Overweight Children - Prevention and Treatment
The prevalence of overweight among children and adolescents has dramatically increased. There may be vulnerable periods for weight gain during childhood and adolescence that also offer opportunities for prevention of overweight. Overweight in children and adolescents can result in a variety of adverse health outcomes, including type 2 diabetes, obstructive sleep apnea, hypertension, dyslipidemia, and the metabolic syndrome.

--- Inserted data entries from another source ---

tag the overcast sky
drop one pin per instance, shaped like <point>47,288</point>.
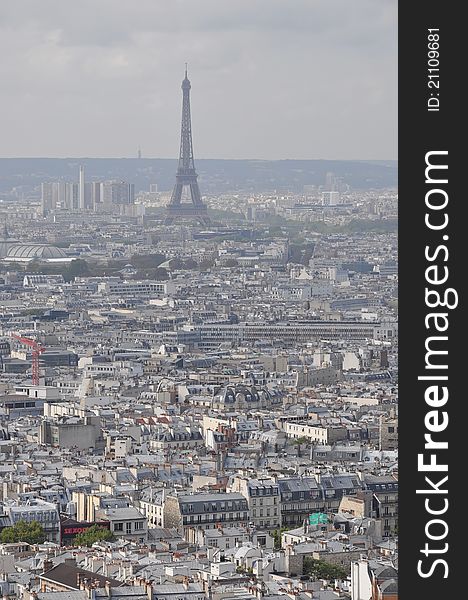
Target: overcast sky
<point>270,79</point>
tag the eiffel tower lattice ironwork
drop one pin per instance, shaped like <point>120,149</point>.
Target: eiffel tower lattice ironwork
<point>186,177</point>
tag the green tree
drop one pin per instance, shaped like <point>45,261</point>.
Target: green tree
<point>93,534</point>
<point>277,536</point>
<point>22,531</point>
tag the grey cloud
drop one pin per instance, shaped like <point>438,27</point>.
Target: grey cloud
<point>279,79</point>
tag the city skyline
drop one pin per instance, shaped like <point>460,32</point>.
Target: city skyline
<point>107,86</point>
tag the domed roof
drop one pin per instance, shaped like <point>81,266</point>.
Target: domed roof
<point>240,393</point>
<point>31,251</point>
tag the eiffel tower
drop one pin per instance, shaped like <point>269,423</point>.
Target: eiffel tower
<point>186,177</point>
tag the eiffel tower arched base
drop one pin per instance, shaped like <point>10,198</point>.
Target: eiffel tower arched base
<point>181,212</point>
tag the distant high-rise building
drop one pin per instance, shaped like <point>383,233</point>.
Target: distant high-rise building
<point>82,200</point>
<point>330,182</point>
<point>48,197</point>
<point>117,192</point>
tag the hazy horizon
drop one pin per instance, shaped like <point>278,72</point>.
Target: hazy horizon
<point>102,78</point>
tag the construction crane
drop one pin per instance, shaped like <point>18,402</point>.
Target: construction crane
<point>37,350</point>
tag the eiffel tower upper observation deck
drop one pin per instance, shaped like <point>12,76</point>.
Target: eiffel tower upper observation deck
<point>186,202</point>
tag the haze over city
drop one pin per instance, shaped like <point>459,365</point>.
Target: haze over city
<point>102,78</point>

The best approach to this problem is prevention of abnormal weight gain.
Overweight in childhood and adolescence is an important public health issue because of its rapidly increasing prevalence and associated adverse medical and social consequences. Recent studies have estimated that 15 percent of children in the United States are at risk for overweight, and an additional 15 percent are overweight. Important predictors of overweight include age, sex, race/ethnicity, and parental weight status. Generally, school-based prevention programs are not successful in reducing the prevalence of obesity.
As the problem of overweight and obesity among children gets worse, many doctors are concerned that these kids will face diabetes and related problems in the future. Tests to assess the body’s ability to handle glucose and insulin are complicated and costly. Even when these tests are done, the results aren’t always consistent and reliable in children.A simpler and less expensive test to screen children at risk of future problems would be very useful for focusing prevention and treatment efforts.
The first goal in getting kids to a more healthy weight should actually not be weight loss. Instead, the usual recommendation is for kids to just stop gaining weight, and then, as they get taller, they can ‘grow into’ their weight. An even more realistic goal might be to just not gain weight so fast though. For example, a 12 year old boy should usually gain about 10 pounds a year during the early teen years. If he gains much more, say 15-20 pounds, then he will quickly become overweight.
Rigorous trials are needed to determine whether secondary prevention in primary care is useful in the fight against the childhood obesity epidemic. Secondary prevention could equally be delivered by other primary healthcare professionals, such as nurses, dietitians and exercise specialists, should they achieve accessibility and funding stability equal to that of GPs. Ideally, their relative effectiveness should also be studied.
The USPSTF found fair evidence that body mass index (BMI) is a reasonable measure for identifying children and adolescents who are overweight or are at risk for becoming overweight. There is fair evidence that overweight adolescents and children aged 8 years and older are at increased risk for becoming obese adults. The USPSTF found insufficient evidence for the effectiveness of behavioral counseling or other preventive interventions with overweight children and adolescents that can be conducted in primary care settings or to which primary care clinicians can make referrals.